When Tesla (NASDAQ:TSLA) bought SolarCity last fall, some observers, including myself, called it a bailout of the residential solar installer. SolarCity's business was in trouble and Tesla bought it to save Elon Musk's reputation and millions of dollars for himself, his cousins, and SpaceX.
Less than eight months after the SolarCity deal closed, Tesla has lost most of its most important employees and laid off thousands of lower-level workers. SolarCity is a shell of itself -- and on Tuesday, it got a little weaker.
The last remnant of SolarCity is gone
SolarCity co-founder and Chief Technology Officer Peter Rive announced Tuesday that he's leaving Tesla. This comes shortly after former SolarCity CEO Lyndon Rive left the company, saying he wanted to be an entrepreneur again. Peter Rive put a positive spin on the move in a letter to employees, but it's extremely strange that months after SolarCity's buyout Musk has nudged or pushed both of his cousins out the door.
The solar company Tesla paid $2.6 billion for is now a shell of itself. The executive team is gone, Tesla is letting sales and installation staff go, and the solar manufacturing plant SolarCity thought would change its future has been handed over to Panasonic (coincidentally Tesla's Gigafactory partner). The justification for the acquisition has evaporated because there's not much left.

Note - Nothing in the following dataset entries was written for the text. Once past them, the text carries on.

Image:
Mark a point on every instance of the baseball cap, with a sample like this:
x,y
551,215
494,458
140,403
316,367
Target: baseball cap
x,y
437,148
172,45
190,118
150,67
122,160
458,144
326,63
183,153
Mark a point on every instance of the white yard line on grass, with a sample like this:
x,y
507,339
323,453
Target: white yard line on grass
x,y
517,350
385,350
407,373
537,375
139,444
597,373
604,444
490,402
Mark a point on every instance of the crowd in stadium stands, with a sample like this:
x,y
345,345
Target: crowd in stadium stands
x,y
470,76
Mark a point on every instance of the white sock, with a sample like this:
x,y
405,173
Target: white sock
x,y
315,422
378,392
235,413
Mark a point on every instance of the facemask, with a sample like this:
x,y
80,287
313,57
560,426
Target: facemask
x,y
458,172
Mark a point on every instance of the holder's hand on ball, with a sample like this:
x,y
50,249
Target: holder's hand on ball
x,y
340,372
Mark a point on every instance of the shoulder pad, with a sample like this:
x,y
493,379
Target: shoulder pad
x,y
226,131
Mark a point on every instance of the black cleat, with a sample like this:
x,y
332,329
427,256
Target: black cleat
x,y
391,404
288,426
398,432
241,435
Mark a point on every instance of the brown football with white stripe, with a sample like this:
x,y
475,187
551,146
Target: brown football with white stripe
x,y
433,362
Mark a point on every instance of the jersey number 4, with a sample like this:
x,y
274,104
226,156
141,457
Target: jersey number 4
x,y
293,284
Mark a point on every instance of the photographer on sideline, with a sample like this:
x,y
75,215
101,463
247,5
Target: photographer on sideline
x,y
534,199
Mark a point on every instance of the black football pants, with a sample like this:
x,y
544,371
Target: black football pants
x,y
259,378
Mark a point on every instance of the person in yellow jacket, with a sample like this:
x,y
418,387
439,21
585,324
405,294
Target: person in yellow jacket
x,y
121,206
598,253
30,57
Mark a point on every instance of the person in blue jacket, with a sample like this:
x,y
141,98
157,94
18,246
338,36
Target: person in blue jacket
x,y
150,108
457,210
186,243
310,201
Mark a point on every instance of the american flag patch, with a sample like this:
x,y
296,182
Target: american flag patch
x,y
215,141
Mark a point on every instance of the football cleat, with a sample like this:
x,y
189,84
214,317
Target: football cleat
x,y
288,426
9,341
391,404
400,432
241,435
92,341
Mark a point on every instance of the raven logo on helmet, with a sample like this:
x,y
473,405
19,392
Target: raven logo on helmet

What happens to the solar roof?
What's more puzzling is that Peter Rive was supposed to be the leader of the solar roof team. He was there from the beginning of the solar roof's development, but won't be there to see the product through to launch. And his exit has to call into question whether the product will ever make it to production.

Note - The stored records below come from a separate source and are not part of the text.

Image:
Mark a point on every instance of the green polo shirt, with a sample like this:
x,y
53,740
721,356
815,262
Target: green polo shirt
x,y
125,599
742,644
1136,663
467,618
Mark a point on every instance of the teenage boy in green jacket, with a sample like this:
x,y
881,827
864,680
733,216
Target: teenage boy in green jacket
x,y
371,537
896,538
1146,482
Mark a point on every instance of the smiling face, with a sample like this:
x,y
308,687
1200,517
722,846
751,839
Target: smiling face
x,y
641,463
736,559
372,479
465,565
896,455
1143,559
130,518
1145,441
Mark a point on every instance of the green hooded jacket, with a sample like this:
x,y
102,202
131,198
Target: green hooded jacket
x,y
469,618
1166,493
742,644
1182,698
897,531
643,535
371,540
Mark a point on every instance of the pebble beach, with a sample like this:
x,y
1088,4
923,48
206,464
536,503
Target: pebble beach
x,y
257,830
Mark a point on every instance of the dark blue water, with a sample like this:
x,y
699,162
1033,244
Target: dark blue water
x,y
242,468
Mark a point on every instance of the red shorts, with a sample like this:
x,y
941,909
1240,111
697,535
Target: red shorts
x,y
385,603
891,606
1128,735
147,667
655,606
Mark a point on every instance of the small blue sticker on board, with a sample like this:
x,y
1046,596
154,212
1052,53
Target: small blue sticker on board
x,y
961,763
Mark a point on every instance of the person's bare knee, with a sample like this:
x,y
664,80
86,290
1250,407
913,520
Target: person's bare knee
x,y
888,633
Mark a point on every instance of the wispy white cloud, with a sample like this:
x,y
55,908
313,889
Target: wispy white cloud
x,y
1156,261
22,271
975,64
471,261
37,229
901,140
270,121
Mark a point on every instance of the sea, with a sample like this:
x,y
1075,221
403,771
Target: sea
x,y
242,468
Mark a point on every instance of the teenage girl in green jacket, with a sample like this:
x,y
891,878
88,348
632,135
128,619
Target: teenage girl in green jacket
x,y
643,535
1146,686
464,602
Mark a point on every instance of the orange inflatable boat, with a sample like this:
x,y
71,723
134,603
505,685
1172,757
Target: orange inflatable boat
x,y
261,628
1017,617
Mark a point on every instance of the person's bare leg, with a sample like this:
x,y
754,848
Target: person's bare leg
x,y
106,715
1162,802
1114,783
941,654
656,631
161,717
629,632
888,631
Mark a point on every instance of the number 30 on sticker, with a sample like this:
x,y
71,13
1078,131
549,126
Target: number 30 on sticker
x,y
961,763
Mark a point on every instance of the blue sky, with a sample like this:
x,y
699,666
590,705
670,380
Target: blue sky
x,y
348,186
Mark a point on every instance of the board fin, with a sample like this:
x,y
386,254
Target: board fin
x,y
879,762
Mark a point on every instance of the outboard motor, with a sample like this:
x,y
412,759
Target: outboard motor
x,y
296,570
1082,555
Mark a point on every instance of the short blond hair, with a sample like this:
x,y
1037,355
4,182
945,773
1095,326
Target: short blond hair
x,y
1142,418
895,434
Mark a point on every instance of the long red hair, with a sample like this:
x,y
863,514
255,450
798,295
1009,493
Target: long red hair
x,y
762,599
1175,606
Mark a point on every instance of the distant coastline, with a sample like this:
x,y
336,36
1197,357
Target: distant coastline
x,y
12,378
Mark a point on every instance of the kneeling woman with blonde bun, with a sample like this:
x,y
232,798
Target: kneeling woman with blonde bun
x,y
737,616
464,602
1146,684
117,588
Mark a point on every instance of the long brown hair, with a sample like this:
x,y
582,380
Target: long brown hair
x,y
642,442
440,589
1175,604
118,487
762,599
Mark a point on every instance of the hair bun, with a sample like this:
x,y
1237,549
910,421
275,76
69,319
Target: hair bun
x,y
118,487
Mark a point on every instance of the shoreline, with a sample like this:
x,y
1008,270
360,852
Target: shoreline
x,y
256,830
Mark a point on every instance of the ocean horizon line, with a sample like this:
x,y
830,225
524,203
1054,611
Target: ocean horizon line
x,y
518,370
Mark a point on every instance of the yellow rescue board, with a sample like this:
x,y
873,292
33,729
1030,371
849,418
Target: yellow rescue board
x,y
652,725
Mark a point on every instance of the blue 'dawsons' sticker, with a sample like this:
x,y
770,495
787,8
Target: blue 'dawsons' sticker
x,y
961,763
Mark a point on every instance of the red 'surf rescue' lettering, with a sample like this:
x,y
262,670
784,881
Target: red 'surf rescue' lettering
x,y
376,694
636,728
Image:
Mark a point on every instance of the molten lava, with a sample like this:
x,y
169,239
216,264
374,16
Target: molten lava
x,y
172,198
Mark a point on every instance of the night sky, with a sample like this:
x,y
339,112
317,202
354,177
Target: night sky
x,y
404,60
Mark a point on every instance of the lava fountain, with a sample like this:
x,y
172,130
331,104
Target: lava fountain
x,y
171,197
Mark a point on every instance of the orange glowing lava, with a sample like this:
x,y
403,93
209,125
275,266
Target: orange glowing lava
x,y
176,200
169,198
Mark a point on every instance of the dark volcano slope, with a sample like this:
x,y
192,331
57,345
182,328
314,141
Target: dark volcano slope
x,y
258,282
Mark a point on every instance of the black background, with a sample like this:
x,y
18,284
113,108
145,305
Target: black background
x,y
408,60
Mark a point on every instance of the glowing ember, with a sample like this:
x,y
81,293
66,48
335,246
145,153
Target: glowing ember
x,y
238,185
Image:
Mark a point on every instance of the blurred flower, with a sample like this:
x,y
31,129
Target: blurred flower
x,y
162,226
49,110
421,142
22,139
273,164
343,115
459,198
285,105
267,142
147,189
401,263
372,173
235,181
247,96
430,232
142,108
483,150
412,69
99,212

There are still precious few details about the solar roof and it's unclear if Tesla can manufacture the product at all, much less profitably. And when you lose your engineering leader, it throws the product into even greater uncertainty.

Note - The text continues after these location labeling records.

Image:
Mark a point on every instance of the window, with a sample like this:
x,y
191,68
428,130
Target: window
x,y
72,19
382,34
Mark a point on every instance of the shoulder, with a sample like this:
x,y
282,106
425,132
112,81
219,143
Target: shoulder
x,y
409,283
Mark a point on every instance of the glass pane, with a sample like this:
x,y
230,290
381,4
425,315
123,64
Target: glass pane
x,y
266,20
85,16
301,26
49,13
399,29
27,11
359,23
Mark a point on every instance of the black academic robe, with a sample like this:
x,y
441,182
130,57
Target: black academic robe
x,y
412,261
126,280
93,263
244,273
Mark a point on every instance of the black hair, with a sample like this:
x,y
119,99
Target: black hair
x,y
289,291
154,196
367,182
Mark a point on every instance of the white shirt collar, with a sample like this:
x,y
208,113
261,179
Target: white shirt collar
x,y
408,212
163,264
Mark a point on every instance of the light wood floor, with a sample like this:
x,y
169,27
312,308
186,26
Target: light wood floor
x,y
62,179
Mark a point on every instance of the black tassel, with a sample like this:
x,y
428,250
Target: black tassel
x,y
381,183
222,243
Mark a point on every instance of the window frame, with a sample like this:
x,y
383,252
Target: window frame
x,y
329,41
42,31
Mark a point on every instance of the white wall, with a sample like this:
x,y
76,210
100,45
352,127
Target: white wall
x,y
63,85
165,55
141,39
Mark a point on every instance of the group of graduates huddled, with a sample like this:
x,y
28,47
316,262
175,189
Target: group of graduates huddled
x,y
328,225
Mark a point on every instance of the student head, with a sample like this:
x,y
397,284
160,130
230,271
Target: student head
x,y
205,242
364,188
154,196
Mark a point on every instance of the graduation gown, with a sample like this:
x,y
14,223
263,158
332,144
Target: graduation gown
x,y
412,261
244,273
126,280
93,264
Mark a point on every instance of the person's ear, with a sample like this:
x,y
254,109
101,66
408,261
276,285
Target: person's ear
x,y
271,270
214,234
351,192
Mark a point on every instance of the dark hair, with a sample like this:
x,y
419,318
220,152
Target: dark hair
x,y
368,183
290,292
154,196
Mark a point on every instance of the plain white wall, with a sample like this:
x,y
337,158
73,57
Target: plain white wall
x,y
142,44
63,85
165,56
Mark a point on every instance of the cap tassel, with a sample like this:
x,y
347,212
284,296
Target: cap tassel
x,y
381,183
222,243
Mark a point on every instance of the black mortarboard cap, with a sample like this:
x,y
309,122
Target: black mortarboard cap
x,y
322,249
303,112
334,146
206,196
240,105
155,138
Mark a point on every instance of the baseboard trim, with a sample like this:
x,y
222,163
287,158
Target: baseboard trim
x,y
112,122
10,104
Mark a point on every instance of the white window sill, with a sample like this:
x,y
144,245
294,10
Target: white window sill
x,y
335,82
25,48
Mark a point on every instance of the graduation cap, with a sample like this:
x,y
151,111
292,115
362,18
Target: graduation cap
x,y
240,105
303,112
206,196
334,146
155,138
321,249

Solar could be a huge weight on Tesla
When Tesla acquired SolarCity, the biggest risk wasn't adding a solar arm, it was SolarCity's ongoing costs. SolarCity had around $1 billion in annual operating expenses, which had to be paid for by continually funneling solar systems through the business. Projects were built, third parties financed them. Rinse and repeat.
Since Tesla took over, the deal flow through the system has come to a screeching halt. And Tesla may have cut some costs, but it still has hundreds of millions of dollars of operating expenses it acquired directly from SolarCity. That's a weight on Tesla's operations that it could do without.
If SolarCity keeps going the way it's going, I wouldn't be surprised if Tesla is forced to write down some (or all) of the acquisition. As it stands today, SolarCity isn't adding much to Tesla, and if the current trend continues, it may eventually be shut down altogether.